Potential solutions:
- JSON_Value. I don't know how to feel about this tbh, I personally always prefer typed stuff. This also means that we need to do extra functions to read/write our structs, and prevents us from supporting multiple serialization options, we are vendor-locked-in to JSON.
- Remap. I kinda like this, but maybe its too low level to work for all cases? Like what if two fields have the same name in main struct and nested one? (can we detect that?). Also, would rather avoid having potentially tens of function calls each time we (de)serialize, if possible.
- Just like Go, provide the ability to provide struct-level serialize/deserialize functions. I like this because it allows serialization to involve logic across fields, making it very flexible. How it's usually used is by making a custom inline struct, like so: https://gist.github.com/bojand/5535e81bfca5d9a89f1b4078f229e1ea.
serialize :: (val: Any) -> json: string, ok: bool
deserialize :: (json: string) -> val: Any, ok: bool
- (inspired by
Json Writer/Readerfrom C#) allow users to 'submit' key/value pairs to be written to the final string. Perhaps combining this with the previous point can give us a flexible interface while also minimizing work on the user?
write_kv("x", 5);
write_kv("y", "jaison");
write_kv("z", my_struct.sub_struct);
A few thoughts on ergonomics:
- Having one struct to represent a request/response is a huge plus.
- We should avoid structs getting invalid results because someone didn't pass the proper remap/serialize/etc function when (de)serializing. Ideally, structs can register/contain serialization functions that are used by default, but that can also be overwritten.
I am leaning towards a registered function (to provide defaults) for a type with a field read/write interface (which is probably easy to do with the current Jaison setup).

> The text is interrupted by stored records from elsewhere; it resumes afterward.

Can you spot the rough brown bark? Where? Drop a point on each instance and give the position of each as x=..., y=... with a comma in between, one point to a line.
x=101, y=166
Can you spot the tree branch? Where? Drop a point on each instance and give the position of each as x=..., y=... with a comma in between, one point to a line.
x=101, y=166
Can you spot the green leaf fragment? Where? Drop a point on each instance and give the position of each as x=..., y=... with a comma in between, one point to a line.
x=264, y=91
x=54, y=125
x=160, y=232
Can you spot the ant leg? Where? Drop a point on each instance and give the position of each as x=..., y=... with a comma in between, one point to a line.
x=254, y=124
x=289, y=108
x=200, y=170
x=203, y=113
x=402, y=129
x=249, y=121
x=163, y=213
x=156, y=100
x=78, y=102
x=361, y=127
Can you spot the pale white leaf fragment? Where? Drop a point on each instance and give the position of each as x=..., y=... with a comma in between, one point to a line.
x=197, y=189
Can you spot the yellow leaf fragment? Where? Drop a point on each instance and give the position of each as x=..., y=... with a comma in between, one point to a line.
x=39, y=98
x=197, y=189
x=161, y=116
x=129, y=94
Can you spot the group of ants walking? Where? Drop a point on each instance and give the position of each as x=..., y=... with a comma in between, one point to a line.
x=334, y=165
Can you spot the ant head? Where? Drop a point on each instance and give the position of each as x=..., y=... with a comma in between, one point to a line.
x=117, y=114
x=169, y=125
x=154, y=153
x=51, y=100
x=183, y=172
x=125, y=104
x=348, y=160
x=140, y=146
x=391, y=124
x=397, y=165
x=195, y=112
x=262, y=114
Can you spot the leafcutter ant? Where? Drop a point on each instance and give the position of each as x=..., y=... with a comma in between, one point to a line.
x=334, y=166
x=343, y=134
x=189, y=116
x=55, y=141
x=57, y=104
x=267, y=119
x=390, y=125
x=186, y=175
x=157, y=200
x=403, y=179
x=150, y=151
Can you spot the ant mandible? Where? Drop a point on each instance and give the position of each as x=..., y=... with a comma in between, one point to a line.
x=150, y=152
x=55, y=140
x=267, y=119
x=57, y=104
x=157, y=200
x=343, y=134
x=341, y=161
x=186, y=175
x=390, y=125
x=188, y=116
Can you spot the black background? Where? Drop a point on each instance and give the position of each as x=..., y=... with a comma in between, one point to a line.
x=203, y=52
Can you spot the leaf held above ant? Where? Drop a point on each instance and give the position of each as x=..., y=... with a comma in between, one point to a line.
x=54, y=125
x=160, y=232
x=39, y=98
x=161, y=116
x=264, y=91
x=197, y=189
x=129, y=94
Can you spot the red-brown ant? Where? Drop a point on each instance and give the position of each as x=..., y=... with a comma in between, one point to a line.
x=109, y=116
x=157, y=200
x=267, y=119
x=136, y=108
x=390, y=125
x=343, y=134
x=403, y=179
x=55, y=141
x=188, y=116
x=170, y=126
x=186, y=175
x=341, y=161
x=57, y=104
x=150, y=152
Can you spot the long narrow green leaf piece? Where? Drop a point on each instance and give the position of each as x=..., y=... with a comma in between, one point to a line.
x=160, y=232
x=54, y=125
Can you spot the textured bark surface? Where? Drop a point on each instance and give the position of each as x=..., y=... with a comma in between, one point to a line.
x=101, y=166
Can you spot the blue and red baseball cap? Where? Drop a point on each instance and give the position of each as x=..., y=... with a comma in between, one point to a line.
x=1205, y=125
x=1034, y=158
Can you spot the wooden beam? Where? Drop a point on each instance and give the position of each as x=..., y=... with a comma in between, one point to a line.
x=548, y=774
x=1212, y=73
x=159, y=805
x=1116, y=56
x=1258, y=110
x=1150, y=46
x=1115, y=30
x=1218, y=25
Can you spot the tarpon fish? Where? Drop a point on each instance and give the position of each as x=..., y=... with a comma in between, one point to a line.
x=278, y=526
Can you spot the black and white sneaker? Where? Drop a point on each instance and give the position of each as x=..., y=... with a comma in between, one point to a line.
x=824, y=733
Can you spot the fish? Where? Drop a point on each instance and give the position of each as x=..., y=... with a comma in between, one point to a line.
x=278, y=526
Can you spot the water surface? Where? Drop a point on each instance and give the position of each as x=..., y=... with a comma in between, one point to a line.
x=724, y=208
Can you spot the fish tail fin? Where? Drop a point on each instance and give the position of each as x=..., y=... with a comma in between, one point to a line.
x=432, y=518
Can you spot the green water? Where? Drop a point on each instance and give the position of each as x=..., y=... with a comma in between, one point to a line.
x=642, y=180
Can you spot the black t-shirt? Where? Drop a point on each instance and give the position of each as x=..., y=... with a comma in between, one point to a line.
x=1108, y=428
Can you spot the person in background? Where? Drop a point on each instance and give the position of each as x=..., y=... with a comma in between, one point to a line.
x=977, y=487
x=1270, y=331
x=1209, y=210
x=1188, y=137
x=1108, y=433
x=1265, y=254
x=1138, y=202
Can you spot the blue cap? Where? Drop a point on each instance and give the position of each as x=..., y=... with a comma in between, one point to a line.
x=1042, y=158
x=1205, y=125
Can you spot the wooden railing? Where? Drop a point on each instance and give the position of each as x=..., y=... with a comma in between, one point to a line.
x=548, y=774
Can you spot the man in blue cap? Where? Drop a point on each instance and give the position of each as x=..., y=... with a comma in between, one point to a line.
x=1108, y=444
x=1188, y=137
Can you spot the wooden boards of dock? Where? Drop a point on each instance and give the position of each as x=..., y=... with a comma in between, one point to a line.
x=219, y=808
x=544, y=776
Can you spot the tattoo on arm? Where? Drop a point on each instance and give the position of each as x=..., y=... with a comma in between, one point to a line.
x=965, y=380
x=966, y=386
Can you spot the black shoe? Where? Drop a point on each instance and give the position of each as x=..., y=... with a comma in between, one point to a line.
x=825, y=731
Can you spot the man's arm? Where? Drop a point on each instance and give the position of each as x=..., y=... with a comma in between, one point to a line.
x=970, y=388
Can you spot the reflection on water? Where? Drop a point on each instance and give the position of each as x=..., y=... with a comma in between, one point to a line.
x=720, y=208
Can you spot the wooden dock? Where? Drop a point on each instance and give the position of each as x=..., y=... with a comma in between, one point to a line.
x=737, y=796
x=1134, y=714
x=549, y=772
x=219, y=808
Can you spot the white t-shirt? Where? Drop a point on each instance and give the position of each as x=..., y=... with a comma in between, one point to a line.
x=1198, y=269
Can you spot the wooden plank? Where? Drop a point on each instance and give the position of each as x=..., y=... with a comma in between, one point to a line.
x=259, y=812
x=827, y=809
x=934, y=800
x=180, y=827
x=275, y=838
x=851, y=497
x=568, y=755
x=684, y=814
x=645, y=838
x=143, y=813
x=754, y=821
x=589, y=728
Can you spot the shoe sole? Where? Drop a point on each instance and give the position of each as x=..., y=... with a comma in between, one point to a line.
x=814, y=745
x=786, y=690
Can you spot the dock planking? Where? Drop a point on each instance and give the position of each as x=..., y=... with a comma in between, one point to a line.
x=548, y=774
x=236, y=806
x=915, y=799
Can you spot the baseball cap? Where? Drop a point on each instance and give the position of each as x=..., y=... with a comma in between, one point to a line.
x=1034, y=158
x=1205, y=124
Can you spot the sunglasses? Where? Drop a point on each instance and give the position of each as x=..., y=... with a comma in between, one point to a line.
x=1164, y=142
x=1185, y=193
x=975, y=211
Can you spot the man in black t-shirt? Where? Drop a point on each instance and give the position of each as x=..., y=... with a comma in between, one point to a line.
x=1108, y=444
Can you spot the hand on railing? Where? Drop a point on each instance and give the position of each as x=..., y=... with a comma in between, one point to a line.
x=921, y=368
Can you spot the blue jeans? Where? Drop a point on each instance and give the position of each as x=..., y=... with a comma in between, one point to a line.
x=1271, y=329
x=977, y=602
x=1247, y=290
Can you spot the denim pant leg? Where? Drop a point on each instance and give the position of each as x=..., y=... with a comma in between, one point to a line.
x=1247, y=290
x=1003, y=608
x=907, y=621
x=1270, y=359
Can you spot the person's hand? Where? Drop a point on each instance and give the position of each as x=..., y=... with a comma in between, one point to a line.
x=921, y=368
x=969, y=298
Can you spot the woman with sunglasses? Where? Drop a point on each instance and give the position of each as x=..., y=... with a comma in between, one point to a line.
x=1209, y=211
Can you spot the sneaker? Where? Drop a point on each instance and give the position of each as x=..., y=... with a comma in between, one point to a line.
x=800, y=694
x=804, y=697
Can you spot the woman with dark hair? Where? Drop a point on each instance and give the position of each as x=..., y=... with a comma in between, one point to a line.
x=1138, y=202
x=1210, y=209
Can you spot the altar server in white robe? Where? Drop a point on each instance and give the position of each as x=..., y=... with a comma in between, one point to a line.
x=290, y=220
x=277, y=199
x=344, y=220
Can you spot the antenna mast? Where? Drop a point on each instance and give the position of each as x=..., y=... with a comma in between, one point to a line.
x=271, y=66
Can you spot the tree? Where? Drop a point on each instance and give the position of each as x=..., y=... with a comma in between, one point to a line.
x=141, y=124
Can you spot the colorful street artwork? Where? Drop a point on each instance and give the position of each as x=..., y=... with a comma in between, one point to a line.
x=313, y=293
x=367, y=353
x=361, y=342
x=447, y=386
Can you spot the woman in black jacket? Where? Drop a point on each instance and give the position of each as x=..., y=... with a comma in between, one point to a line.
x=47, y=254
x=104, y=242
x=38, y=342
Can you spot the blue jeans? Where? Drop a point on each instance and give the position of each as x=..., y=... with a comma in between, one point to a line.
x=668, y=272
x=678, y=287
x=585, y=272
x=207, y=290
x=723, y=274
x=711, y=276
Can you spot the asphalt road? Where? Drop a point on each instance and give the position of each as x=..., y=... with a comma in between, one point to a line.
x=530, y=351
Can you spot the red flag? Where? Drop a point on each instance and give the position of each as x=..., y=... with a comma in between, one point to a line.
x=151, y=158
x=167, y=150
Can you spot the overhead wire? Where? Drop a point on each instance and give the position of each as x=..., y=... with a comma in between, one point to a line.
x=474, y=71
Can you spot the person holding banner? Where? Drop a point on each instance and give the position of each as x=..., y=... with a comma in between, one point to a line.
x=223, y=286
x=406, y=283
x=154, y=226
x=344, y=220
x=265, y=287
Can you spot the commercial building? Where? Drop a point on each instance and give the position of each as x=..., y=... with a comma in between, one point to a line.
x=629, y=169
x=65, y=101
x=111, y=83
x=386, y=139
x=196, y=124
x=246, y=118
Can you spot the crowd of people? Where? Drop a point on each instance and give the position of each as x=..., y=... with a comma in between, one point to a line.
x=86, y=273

Most users will use the current functions, while advanced users register a single function, get the value as input, and use the writer interface to serialize.
P.S. We need to support custom (de)serialization on the Type (not struct) level. Simplest example is needing all UUIDs ([16]u8) to be serialized as strings across all types. We don't want to write custom serialization for every struct that has a UUID member!